Berangkat dari basis Islamiah yang diusung oleh Rahma, tulisan ini dirangkai dengan menempelkan lapisan-lapisan islam yang dikontekstualkan dalam pendidikan. Sebagai upaya memberikan tolak ukur sudut pandang dalam suatu istilah, saya menjabarkan secara subjektif dengan mengartikan secara ruang bahwa Islam adalah sistem; Islam bukan entitas konkret yang bisa dimaterialisasikan. Di mana Islam adalah agama yang sangat terbuka terhadap modernitas dan memberikan ruang supaya manusia berkembang secara dinamis; baik secara jasmani, akali, dan rohani. Di mana keterbukaan itu diterjemahkan oleh manusia sebagai kesempatan untuk mencapai kemajuan dalam segala bidang. Sedang sarana utama untuk mencapai kemajuan tersebut adalah pendidikan yang dilakukan dengan penuh kesadaran dan berkesinambungan.

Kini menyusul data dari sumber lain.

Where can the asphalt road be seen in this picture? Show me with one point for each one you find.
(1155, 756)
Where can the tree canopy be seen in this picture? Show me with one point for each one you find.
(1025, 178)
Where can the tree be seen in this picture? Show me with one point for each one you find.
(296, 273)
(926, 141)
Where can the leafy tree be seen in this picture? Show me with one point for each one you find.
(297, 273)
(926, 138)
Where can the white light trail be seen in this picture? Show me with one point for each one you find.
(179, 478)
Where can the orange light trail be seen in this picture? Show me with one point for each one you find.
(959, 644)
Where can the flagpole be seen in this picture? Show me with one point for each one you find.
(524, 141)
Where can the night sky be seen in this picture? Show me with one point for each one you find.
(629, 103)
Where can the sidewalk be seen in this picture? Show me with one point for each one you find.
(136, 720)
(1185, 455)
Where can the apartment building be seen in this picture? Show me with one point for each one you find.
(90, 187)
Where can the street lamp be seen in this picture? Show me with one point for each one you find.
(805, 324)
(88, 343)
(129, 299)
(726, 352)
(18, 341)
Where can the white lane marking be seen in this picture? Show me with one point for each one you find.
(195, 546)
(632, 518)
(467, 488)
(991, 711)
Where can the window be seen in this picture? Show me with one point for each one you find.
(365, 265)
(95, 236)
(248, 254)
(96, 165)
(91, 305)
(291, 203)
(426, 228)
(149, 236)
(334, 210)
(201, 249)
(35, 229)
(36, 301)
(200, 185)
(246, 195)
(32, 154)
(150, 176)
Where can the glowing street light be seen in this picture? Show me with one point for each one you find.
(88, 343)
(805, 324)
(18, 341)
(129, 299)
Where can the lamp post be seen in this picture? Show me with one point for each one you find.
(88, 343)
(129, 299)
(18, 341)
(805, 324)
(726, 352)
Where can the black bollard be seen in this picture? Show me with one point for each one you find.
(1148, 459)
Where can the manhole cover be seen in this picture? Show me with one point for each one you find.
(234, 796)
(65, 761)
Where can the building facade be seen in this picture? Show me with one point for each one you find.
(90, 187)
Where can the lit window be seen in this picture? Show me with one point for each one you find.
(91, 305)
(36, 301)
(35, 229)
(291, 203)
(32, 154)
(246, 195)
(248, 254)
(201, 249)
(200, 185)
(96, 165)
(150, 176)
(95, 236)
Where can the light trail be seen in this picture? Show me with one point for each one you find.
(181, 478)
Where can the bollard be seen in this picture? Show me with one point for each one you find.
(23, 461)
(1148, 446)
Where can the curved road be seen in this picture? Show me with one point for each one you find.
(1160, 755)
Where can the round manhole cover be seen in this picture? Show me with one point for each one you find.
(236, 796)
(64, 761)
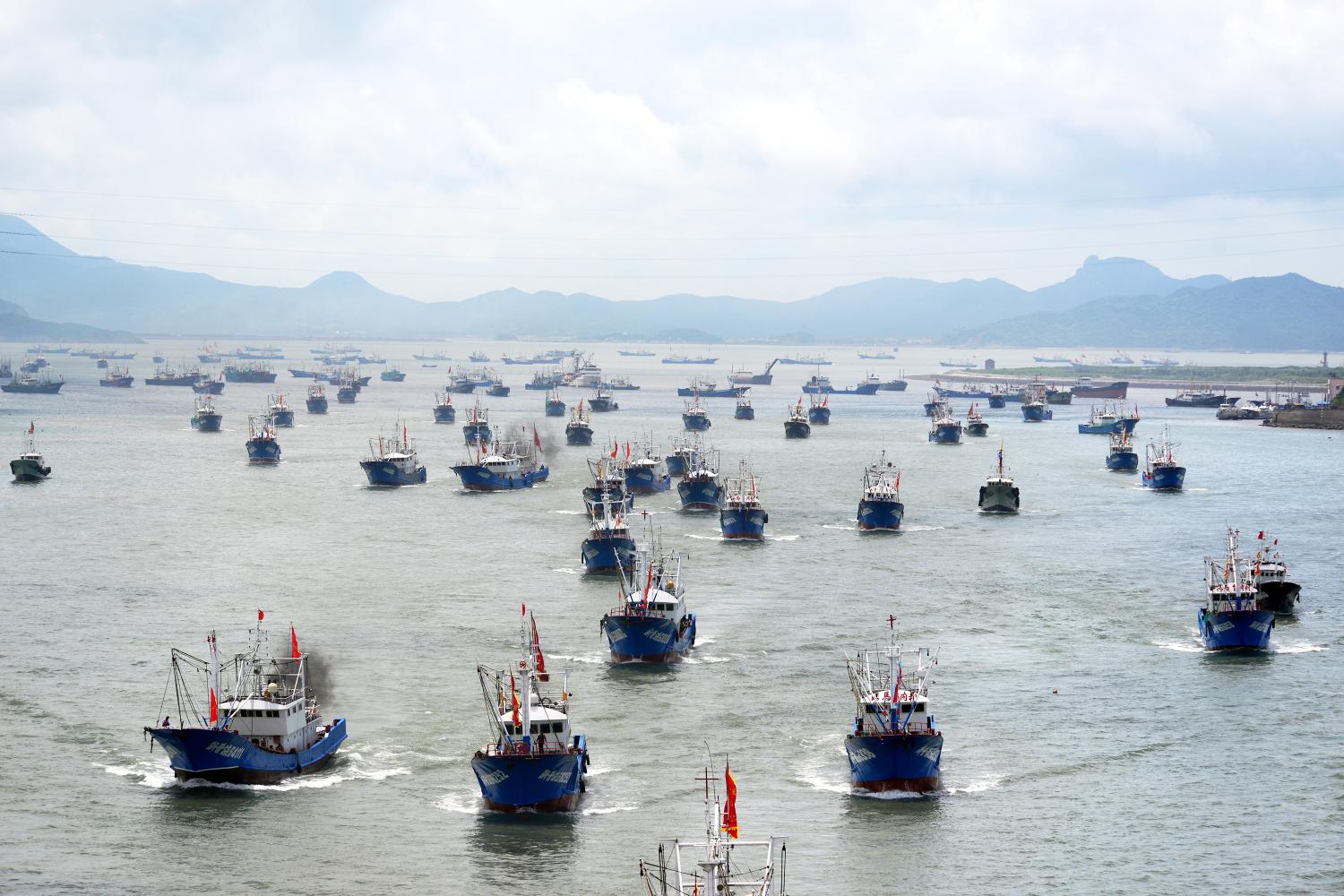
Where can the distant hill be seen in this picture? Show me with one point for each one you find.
(1257, 314)
(40, 274)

Kenyataan berbicara bahwa pendidikan yang berjalan saat ini masih memperlihatkan kurangnya perhatian terhadap harkat dan martabat manusia serta banyak mengabaikan dasar-dasar potensi kemanusiaan. Kondisi inilah yang dinilai sebagai proses yang tidak humanis dan jauh dari nilai-nilai demokrasi. Masih ditemukannya penindasan terhadap peserta didik, pengungkungan kreatifitas, pembodohan dan dominasi yang dilakukan oleh pelaku pendidikan; menandakan bahwa kondisi pendidikan di Indonesia masih jauh dari upaya penyadaran dan pembebasan.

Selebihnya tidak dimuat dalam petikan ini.